5. Creation date for pages -- you could imagine that you'd approximate it as "first time google saw a page at this URL". Also interesting.
posted by lupus_yonderboy at 5:51 PM on July 4, 2004


commengting on MN's ideas and wolf boy's ideas:
  1. Ditto. This would be very useful for searching for latex and perl sytnax and uses.
  2. It would be cool, but alas it's uterly unfeasible wrt computing power required.
  3. I think Mo Nickel's wants waybackmachine-like capabilites.

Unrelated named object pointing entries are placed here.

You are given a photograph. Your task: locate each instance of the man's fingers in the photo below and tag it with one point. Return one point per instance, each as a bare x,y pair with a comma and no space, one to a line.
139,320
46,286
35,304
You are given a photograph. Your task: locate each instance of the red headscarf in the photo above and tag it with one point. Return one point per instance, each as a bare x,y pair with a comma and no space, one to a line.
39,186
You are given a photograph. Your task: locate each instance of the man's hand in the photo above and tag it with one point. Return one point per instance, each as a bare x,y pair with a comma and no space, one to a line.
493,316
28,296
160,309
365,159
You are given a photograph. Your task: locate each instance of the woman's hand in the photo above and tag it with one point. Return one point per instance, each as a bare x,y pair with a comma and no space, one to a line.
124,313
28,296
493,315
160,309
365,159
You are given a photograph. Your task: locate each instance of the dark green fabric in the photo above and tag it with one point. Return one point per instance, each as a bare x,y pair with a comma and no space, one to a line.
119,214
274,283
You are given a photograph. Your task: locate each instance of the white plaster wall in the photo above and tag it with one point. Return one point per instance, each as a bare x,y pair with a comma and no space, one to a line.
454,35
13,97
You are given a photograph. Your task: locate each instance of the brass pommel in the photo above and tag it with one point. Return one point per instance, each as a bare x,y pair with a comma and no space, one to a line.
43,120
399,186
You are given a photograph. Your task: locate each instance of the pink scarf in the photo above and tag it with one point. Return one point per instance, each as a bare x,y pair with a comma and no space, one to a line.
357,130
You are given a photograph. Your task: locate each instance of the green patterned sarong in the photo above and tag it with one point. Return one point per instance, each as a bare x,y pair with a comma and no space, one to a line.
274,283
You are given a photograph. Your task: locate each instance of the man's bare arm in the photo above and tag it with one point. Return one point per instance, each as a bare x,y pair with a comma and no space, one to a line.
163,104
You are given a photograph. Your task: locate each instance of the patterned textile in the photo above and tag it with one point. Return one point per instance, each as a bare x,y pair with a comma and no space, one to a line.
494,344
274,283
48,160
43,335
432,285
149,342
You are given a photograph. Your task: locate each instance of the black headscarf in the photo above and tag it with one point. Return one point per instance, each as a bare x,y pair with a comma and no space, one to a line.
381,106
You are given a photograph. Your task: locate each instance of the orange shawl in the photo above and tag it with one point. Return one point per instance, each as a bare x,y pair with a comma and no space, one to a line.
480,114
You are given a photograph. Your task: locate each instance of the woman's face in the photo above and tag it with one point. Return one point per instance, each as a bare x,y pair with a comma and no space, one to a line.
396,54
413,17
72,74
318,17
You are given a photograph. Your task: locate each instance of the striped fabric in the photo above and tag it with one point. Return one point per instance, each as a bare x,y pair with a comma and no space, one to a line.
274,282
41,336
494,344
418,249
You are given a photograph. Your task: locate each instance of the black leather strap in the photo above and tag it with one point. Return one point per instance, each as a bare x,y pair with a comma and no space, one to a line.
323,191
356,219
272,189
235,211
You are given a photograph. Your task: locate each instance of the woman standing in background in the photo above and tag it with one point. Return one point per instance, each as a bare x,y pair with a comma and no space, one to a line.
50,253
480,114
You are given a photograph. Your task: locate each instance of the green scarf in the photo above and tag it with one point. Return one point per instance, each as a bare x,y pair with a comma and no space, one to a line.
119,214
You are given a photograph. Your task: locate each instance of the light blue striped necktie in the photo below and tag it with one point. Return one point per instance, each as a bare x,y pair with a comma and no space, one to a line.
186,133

It would be nice, but for 80% of cases the waybackmachine+google is actually enough.
  4. Searching by date would be useful, but it would also probably increase google's active database by a few hundred %. They've probably got the computing power and/or financial means to make it happen, but considering the number of power users who want this to happen, I doubt they will.
  5. see 4.
posted by fvw at 6:07 PM on July 4, 2004


1. Tokenizing punctuation -- why is it interesting?

"scope of $_ in perl"

"2. Regular expressions are very interesting, but hard hard hard -- you can imagine why."

Indeed I can -- no indexing. I'd venture to say this is impossible (sure, computing power will increase, but so will Google's database), but I'm hoping Google will surprise me.

"5. Creation date for pages -- you could imagine that you'd approximate it as "first time google saw a page at this URL". Also interesting."

What I'd like is for Google to join forces with the Internet Archive. Google's crawl is much bigger. I want to see Google cache's of arbitrary pages for arbitrary dates.
posted by IshmaelGraves at 9:26 PM on July 4, 2004


s/cache's/caches
posted by IshmaelGraves at 9:26 PM on July 4, 2004


Oh yeah:

Number six, I want the Google cache to never expire, even when new content appears, unless the site, site owner, robots.txt, or other indicator says it should. This is the best way to build onto the Wayback machine.
posted by Mo Nickels at 10:01 AM on July 5, 2004


aha, right -- you want to be able to search punctuation because you are a programmer or such. seems very logical.

Regular expressions aren't impossible.

You do already have some limited globbing on single words in sentences like this.

The never-ending cache is a lovely idea!
posted by lupus_yonderboy at 3:52 PM on July 5, 2004


i've always been pissed off that i couldn't search for "!!!" (the band)
posted by bob sarabia at 7:14 PM on July 5, 2004


Heh. Sorta on a whim today, before seeing any of this, I hit Google with
convert c to feet per second
...and it did. Itself, not in a search result but internally. Nearly spooky.